Namun kemudian pertumbuhan sastra di Yunani kuno mengubah arsip pribadi menjadi tempat belajar, dan bahkan tempat rekreasi. Namun hubungan antara perpustakaan dan kekuasaan tidak pernah hilang. Untuk sebagian besar sejarah manusia, mengumpulkan buku dalam jumlah besar adalah hak istimewa para elit, anggota masyarakat terkaya atau institusi kuat seperti biara.
Karena perpustakaan mencerminkan nilai-nilai elit yang ada, perubahan selera intelektual atau pergolakan politik dapat membahayakan mereka. Semua perpustakaan besar Kekaisaran Romawi, banyak yang didirikan untuk merayakan pencapaian kaisar atau jenderal yang menang, lenyap saat Roma jatuh. Sebagian besar gulungan papirus dari perpustakaan ini hilang, tetapi beberapa disimpan oleh biarawan Kristen yang menyalinnya dengan tangan ke perkamen.

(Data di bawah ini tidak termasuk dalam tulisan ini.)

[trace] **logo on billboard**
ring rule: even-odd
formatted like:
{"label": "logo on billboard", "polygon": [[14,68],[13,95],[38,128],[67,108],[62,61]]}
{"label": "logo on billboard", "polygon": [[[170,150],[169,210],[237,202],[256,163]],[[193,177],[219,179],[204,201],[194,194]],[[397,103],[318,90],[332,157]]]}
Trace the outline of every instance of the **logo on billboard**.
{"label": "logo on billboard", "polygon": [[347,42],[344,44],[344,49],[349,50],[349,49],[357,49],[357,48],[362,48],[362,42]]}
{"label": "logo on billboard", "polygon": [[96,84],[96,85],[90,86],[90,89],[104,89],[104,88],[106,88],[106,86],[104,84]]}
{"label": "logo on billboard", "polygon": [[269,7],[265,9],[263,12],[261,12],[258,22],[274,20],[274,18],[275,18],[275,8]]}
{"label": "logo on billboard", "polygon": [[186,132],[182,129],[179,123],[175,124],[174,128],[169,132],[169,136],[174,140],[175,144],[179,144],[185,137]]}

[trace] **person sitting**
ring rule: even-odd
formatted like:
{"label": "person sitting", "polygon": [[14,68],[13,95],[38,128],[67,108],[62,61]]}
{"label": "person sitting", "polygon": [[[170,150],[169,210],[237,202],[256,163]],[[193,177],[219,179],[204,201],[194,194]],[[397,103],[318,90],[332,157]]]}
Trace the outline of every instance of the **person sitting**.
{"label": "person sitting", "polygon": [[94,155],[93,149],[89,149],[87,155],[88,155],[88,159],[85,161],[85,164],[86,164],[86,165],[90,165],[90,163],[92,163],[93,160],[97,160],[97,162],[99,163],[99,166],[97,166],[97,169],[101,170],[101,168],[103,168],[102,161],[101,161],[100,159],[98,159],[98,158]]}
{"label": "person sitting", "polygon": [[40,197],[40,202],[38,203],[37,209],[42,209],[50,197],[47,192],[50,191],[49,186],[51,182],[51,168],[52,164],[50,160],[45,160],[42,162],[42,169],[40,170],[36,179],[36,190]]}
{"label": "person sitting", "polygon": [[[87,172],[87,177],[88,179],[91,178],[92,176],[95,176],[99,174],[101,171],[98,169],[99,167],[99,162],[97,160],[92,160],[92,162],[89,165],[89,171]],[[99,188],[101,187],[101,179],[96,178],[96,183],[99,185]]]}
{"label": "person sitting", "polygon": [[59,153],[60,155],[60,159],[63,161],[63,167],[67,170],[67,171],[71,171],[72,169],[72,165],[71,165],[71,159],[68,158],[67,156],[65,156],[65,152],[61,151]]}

Selama sebagian besar milenium antara tahun 400 dan 1400 M, biara-biara Kristen sangat dihormati sebagai pusat doa dan pembelajaran, paling tidak karena peran penting yang dimainkan oleh para biarawan dalam menyalin dan melestarikan buku.
Ini berubah selama Renaisans pada abad ke-14 dan ke-15 — sebuah gerakan intelektual yang berusaha mengubah masyarakat dengan kembali ke nilai-nilai klasik Kekaisaran Romawi — ketika para pemburu buku Italia meneror perpustakaan biara dengan mencuri manuskrip Romawi dan Yunani mereka.
Mereka membenci para biarawan karena begitu sedikit menggunakan penulis klasik favorit mereka, yang ingin dikembalikan oleh para pemburu buku Renaisans ke kejayaan sebelumnya di pengadilan dan universitas Italia. Banyak perpustakaan monastik besar, yang sekarang sebagian besar berisi buku-buku Kristen, menjadi kurang populer karena tidak mencerminkan nilai-nilai Renaisans baru atau proyek modernitas.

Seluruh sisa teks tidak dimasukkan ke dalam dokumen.